Konkret geht Rippel in diesem Fall von einer flächendeckenden Preiserhöhung von bis zu 20 Prozent aus. "Die Leute werden sich dann genau überlegen, wie oft und wo sie zum Essen gehen. Ein Schäufele für unter 20 Euro wird es nicht mehr geben". Dank der exponierten Lage seines "Bratwursthäusle" könne Rippel die fehlende Kaufkraft der Bürger zum Teil durch Touristen und Geschäftsleute kompensieren, die regelmäßig bei ihm einkehren. Nichtsdestotrotz betont Rippel, dass auch er und sein Betrieb die Auswirkungen einer Mehrwertsteuererhöhung zu spüren bekommen würden.

Prekärer sieht die Situation auf dem Land aus, dort sind die Betriebe auf Einnahmen durch die örtliche Bevölkerung angewiesen. Etwa in Großhabersdorf im Landkreis Fürth, wo Wolfgang Lang in dritter Generation die Gaststätte "Zum Roten Ross" betreibt. Sein Betrieb sei immer noch gebeutelt von der Corona-Krise, der Wirt kämpft um den Fortbestand seines Lokales: "Wir dürfen jede Woche um unser Überleben arbeiten", schildert er die Situation.

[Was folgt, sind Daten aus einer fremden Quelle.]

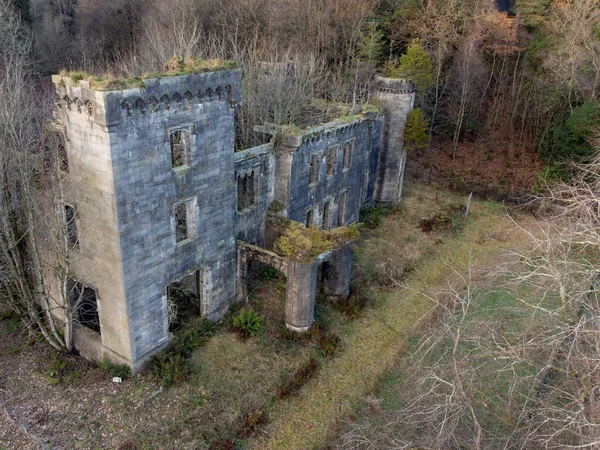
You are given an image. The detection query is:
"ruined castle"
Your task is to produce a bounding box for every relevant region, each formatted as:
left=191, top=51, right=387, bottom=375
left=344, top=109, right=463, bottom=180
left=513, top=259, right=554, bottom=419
left=53, top=65, right=414, bottom=372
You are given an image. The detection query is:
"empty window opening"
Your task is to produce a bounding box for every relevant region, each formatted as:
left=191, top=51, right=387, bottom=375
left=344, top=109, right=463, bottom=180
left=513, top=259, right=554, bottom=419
left=237, top=172, right=256, bottom=211
left=169, top=130, right=190, bottom=167
left=323, top=201, right=331, bottom=230
left=325, top=149, right=337, bottom=177
left=67, top=279, right=100, bottom=333
left=360, top=173, right=369, bottom=205
left=338, top=191, right=348, bottom=226
left=175, top=203, right=190, bottom=242
left=56, top=133, right=69, bottom=172
left=167, top=270, right=202, bottom=331
left=344, top=142, right=352, bottom=169
left=306, top=209, right=314, bottom=228
left=65, top=205, right=79, bottom=245
left=310, top=155, right=321, bottom=184
left=317, top=261, right=333, bottom=283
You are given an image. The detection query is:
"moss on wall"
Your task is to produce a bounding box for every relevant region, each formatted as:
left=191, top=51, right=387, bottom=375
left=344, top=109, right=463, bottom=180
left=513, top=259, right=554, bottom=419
left=273, top=219, right=360, bottom=263
left=60, top=57, right=237, bottom=91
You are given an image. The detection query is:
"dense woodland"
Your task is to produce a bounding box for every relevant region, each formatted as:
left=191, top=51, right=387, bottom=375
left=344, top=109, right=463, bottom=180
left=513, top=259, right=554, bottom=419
left=0, top=0, right=600, bottom=449
left=2, top=0, right=600, bottom=167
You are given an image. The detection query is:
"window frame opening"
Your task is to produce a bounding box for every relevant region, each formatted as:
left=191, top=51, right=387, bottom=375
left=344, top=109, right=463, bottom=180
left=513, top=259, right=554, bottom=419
left=325, top=148, right=337, bottom=177
left=338, top=190, right=348, bottom=227
left=166, top=270, right=203, bottom=332
left=343, top=142, right=353, bottom=170
left=237, top=171, right=256, bottom=212
left=308, top=154, right=321, bottom=184
left=304, top=208, right=315, bottom=228
left=323, top=200, right=333, bottom=230
left=67, top=278, right=102, bottom=335
left=173, top=202, right=190, bottom=244
left=169, top=128, right=191, bottom=169
left=63, top=204, right=79, bottom=246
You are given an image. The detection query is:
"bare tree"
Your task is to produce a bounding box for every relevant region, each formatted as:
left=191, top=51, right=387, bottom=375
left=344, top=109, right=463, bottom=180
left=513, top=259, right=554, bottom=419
left=0, top=1, right=90, bottom=350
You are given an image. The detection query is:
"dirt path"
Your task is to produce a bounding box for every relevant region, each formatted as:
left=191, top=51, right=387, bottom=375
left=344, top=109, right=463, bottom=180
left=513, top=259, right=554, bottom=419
left=250, top=203, right=518, bottom=450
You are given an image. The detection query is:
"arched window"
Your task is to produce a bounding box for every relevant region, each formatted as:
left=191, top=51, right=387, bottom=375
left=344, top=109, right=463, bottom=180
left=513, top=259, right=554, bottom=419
left=67, top=279, right=100, bottom=333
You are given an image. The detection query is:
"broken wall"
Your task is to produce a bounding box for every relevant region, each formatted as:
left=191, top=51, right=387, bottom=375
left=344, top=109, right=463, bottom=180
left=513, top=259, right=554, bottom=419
left=234, top=144, right=275, bottom=247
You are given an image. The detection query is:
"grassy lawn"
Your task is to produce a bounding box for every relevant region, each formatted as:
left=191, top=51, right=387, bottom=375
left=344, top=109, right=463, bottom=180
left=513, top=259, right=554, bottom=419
left=0, top=185, right=528, bottom=449
left=251, top=186, right=518, bottom=449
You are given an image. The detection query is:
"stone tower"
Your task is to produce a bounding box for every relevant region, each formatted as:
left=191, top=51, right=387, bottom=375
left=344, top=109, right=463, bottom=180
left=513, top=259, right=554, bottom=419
left=53, top=69, right=241, bottom=372
left=374, top=76, right=415, bottom=205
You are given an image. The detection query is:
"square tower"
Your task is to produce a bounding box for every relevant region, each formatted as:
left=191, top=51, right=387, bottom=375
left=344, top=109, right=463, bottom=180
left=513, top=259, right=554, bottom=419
left=53, top=69, right=241, bottom=372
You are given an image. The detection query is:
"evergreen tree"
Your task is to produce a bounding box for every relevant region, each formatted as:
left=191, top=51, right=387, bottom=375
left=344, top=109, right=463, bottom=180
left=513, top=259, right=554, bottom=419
left=357, top=22, right=383, bottom=65
left=404, top=108, right=429, bottom=150
left=383, top=41, right=433, bottom=90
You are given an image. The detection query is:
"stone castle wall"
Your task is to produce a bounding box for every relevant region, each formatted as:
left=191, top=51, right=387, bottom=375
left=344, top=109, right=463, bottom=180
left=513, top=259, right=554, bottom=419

Wenn jetzt auch noch die Mehrwertsteuer erhöht werde, verschärfe das die Situation im "Roten Ross" noch weiter: "Die Gäste haben auch Inflation", stellt Lang nüchtern fest.

Politik in der Pflicht - andernfalls droht vielen Betrieben das Aus

Dr. Gerhard Engelmann fordert deshalb, den Mehrwertsteuersatz in der Gastronomie dauerhaft bei sieben Prozent zu belassen. "Man muss sehen, dass man eine Branche sehr schwächt, vielleicht sogar kaputt macht, wenn man nicht beim aktuellen Mehrwertsteuersatz bleibt", mahnt Engelmann.

Denn obwohl sich viele Betriebe einigermaßen von den Einschränkungen des Lockdowns erholt hätten, lägen die Umsatzzahlen noch unter dem Vor-Corona-Niveau im Jahr 2019. Dabei seien die Wirte auf die Einnahmen angewiesen, um die Nachwehen der Corona-Krise zu finanzieren: Viele Wirte müssten noch KfW-Kredite aus Corona-Zeiten abbezahlen, manche hätten ihre Altersvorsorge aufgelöst, um ihren Betrieb zu retten, und müssten diese jetzt wieder aufstocken.

Wenn jedoch die Mehrwertsteuer wieder angehoben wird, könnten erneut die Gäste - und damit auch die dringend benötigten Umsätze - ausbleiben. Viele Betriebe würden das nicht überleben. Engelmann und der Hotel- und Gaststättenverband appellieren deshalb an die Politik, die Entscheidung zu überdenken - damit die Küche in den Gaststätten nicht für immer kalt bleibt.